The five steps to a working business

Most foreign-owned companies follow the same path. Each step has its own in-depth guide:

  1. Choose a structure. Most pick the Sh.p.k. (limited liability company). Solo founders may register as self-employed instead.
  2. Register at the National Business Center (NBC/QKB). Name, address, activity, capital and shareholders — covered in our registration walkthrough.
  3. Register for tax with the General Directorate of Taxes (CIT, VAT if applicable, payroll).
  4. Open a business bank account. Requirements differ for residents and non-residents — see opening a business bank account.
  5. Hire your team in line with Albanian labour law — see hiring employees in Albania.

Choosing a business structure

The four common options:

  • Sh.p.k. (LLC) — by far the most popular. Limited liability, one or more shareholders, minimal share capital. Best for almost all SMEs and foreign-owned ventures.
  • Sh.a. (joint-stock company) — for larger ventures raising capital; higher minimum capital and governance requirements.
  • Sole trader / self-employed — simplest route for freelancers and one-person operations. See freelancing and self-employment in Albania.
  • Branch or representative office — for an existing foreign company extending into Albania without a separate legal entity.

Tax at a glance

Corporate income tax is 15%, with a 0% band for small businesses below the turnover threshold. VAT is 20% (with reduced rates for some sectors) and only mandatory above the registration threshold. Distributed profits carry an 8% dividend withholding tax. The full picture — brackets, VAT, dividends and the small-business exemption — is in the business tax guide. For personal and residency tax as a relocating owner, see our guide to taxes in Albania.

What it costs to operate

Beyond tax, your running costs are dominated by rent, salaries and employer social contributions. Albania is consistently among the cheapest EU-candidate markets on all three. We break down realistic monthly numbers in the cost of doing business.

Hiring and payroll

Employers register staff with the tax authority, withhold personal income tax and pay social and health contributions on top of gross salary. Contracts, minimum wage, probation and notice periods follow the Labour Code. If you don’t want a local entity, an Employer of Record can hire on your behalf. Details in hiring employees in Albania.

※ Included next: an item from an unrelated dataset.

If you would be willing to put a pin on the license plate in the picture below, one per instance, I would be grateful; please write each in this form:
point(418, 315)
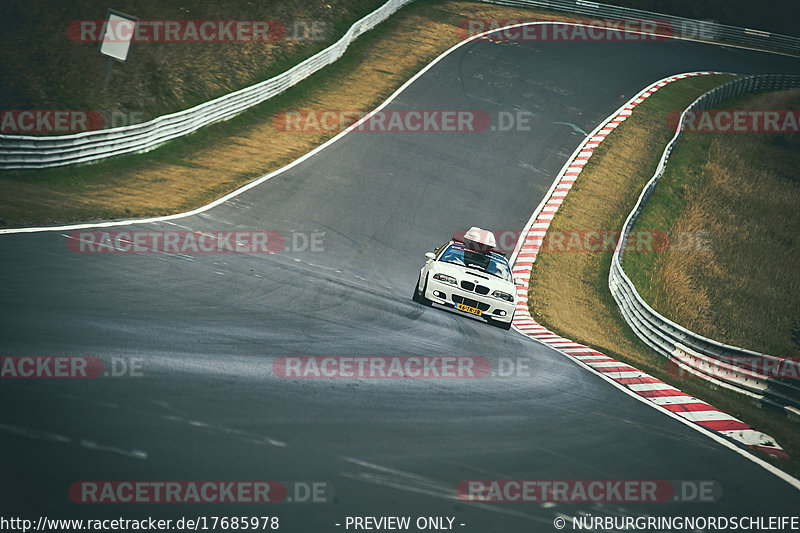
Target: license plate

Incentives and investment zones

Albania offers targeted incentives: Technological and Economic Development Areas (TEDA free zones), strategic investor status for large projects, and sector schemes such as the agri and mountain-development packages. These can cut or defer tax for years. See investment incentives and free zones.

Who is Albania right for — and what to build?

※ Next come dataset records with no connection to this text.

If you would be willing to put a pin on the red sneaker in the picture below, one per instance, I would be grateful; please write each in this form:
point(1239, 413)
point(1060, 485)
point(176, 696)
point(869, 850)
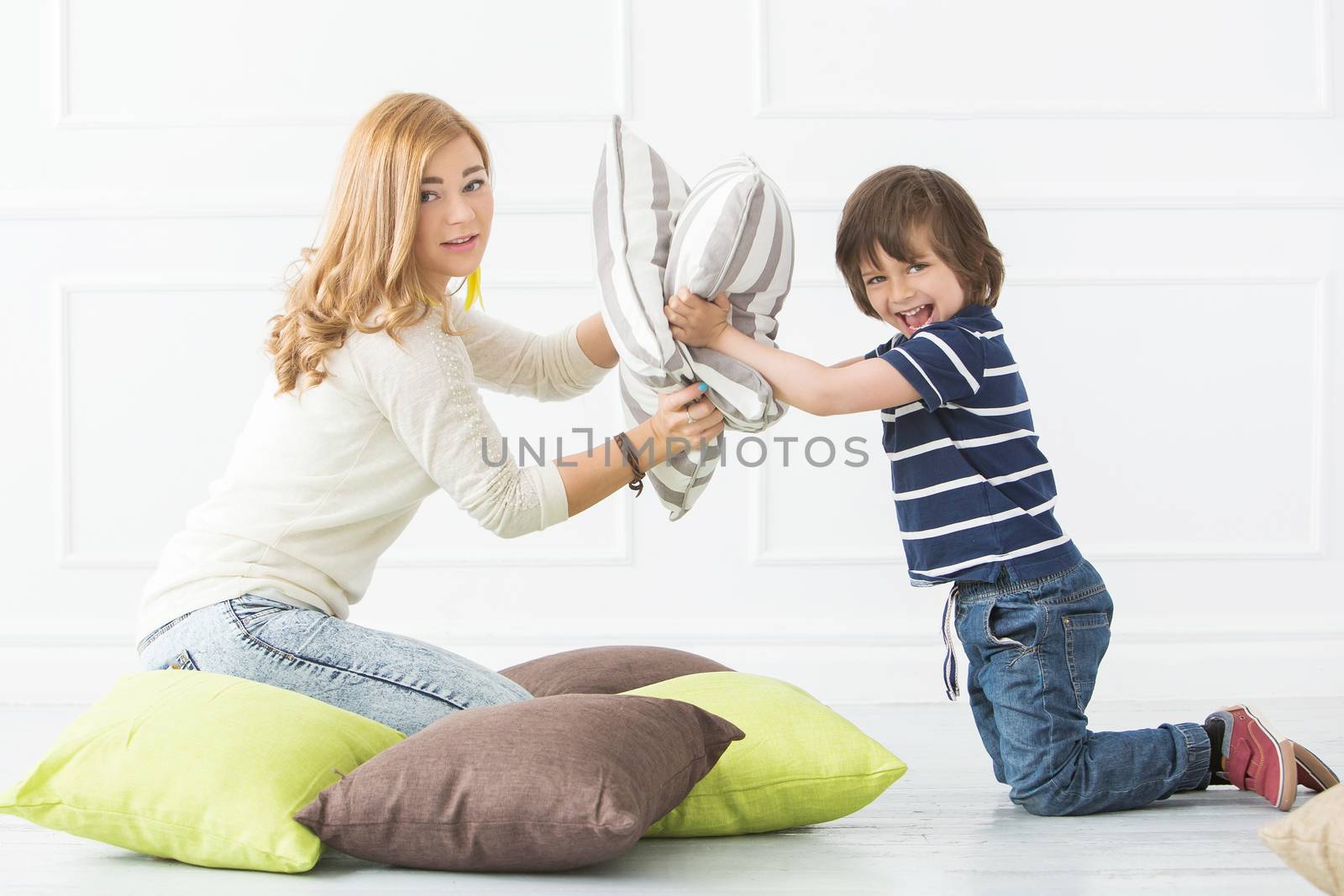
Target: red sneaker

The country suits tourism and hospitality operators, IT and outsourcing (BPO) firms, agri-processing, and small location-independent businesses. For a survey of opportunities and saturated areas to avoid, read the best business ideas and sectors in Albania.

Living there while you build it

If you plan to relocate, the business side connects to the residency side: founders often combine company ownership with a residence permit, while location-independent owners may prefer the digital nomad visa. Start with our Living in Albania hub for the relocation picture.

This guide explains the general framework and is not legal, tax or accounting advice. Rules, rates and thresholds change — confirm the specifics for your situation with a qualified Albanian lawyer or accountant before you act.